A couple of days ago I had an issue where I was unable to read data from an SPI slave. I finally fixed and I'm now able to read data quite well.
However, I found another interesting issue today. If I connect the slave's output directly to the MCU, the data is corrupted. The following picture shows this:
However, if I put in a series 220 Ohm resistor the data comes in just fine, like so:
The byte transferred was 11001101. You can see the start and end of the transfer from the two small dips in the waveform. The starting dip is seen near the trigger indicator. These are nowhere to be seen in the corrupted waveform.
The rate of data transfer is not very fast. The clock rate is just 62500 Hz.
What could cause this? And how can I make sure that it does not occur when I finally layout the PCB?
The top waveform is the clock (SCK) and the bottom is MISO.

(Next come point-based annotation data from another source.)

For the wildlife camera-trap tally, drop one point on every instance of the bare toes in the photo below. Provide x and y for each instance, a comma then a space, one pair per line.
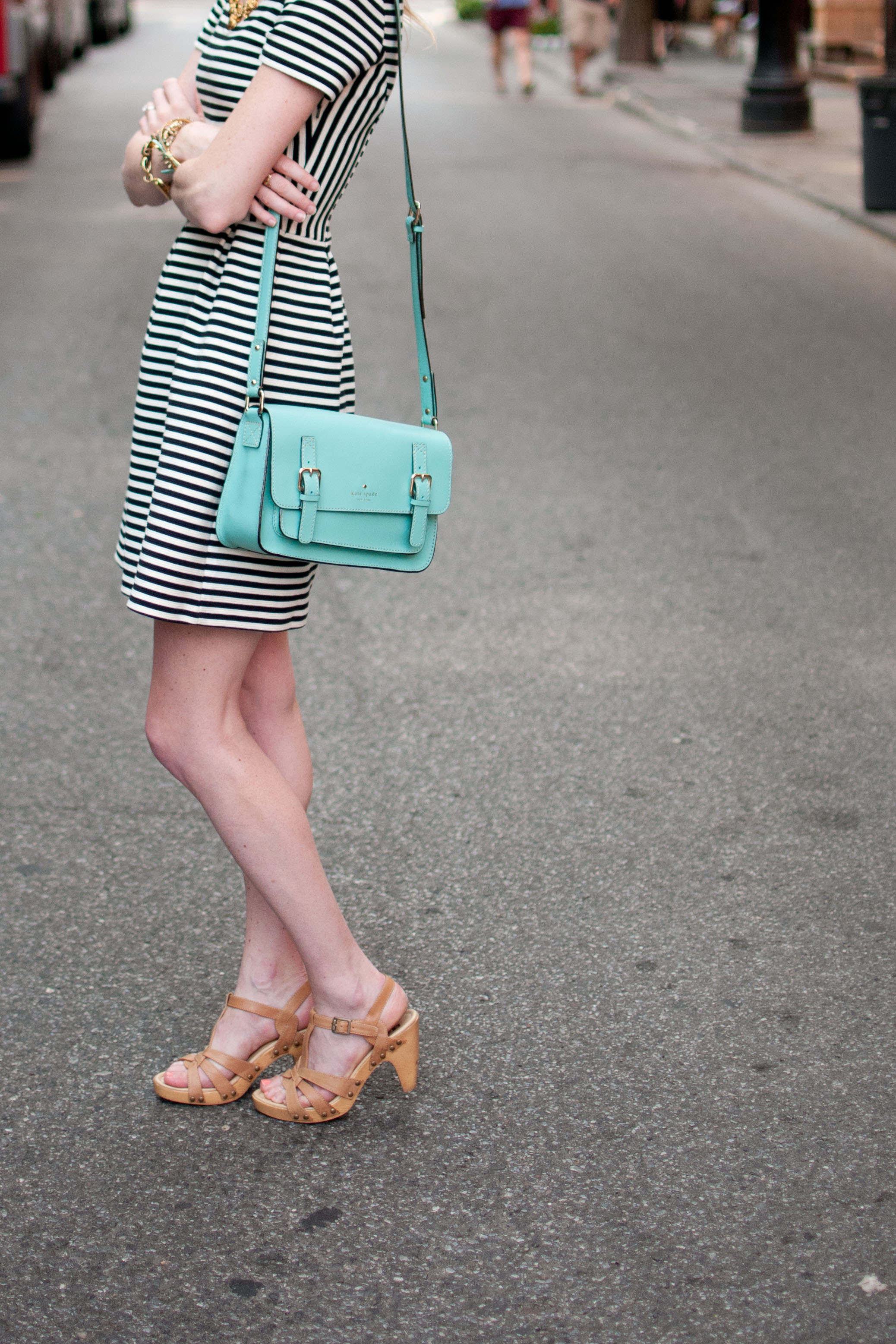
274, 1091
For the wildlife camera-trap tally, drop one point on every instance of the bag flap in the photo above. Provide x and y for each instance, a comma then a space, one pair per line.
366, 464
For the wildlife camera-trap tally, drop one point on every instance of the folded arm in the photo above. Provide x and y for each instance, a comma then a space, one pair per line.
224, 166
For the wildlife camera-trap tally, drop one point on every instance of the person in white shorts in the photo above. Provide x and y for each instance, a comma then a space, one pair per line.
586, 25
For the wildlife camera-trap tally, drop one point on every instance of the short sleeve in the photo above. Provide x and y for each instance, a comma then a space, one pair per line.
207, 33
325, 44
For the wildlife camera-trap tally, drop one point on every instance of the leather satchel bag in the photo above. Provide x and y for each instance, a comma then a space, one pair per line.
335, 488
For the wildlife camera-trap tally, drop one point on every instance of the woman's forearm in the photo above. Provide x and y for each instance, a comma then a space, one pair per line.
217, 189
144, 192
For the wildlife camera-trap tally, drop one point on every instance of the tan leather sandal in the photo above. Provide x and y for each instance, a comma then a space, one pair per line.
289, 1041
398, 1047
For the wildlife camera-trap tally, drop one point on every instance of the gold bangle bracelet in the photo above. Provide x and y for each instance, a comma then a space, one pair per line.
145, 163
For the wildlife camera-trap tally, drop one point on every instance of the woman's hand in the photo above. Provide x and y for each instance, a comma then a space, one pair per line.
280, 191
166, 105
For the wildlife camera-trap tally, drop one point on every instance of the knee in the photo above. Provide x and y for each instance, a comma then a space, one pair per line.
164, 741
268, 702
180, 749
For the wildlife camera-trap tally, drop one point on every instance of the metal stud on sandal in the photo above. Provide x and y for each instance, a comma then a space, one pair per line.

These waveforms show the ringing in more detail. Again, top waveform is the clock and the bottom is MISO. This picture has the CPLD and MCU connected via 220 Ohm resistor:
This shows the ringing when the MCU and CPLD are connected directly (no resistor between them). Note that I cannot get to the source pin (in this case, the CPLD's pin) because the CPLD is on a development board and the chip is on a BGA package. I will try and see if the pin can be probed. Also, I forgot to add, I also have a 100 Ohm resistance in series on the SCK like. I needed this to reduce ringing from the MCU on the clock and because its required for the AVR ISP programmer. Otherwise, AVR Studio simply puts out an error. So, on the final PCB layout they are going to be needed.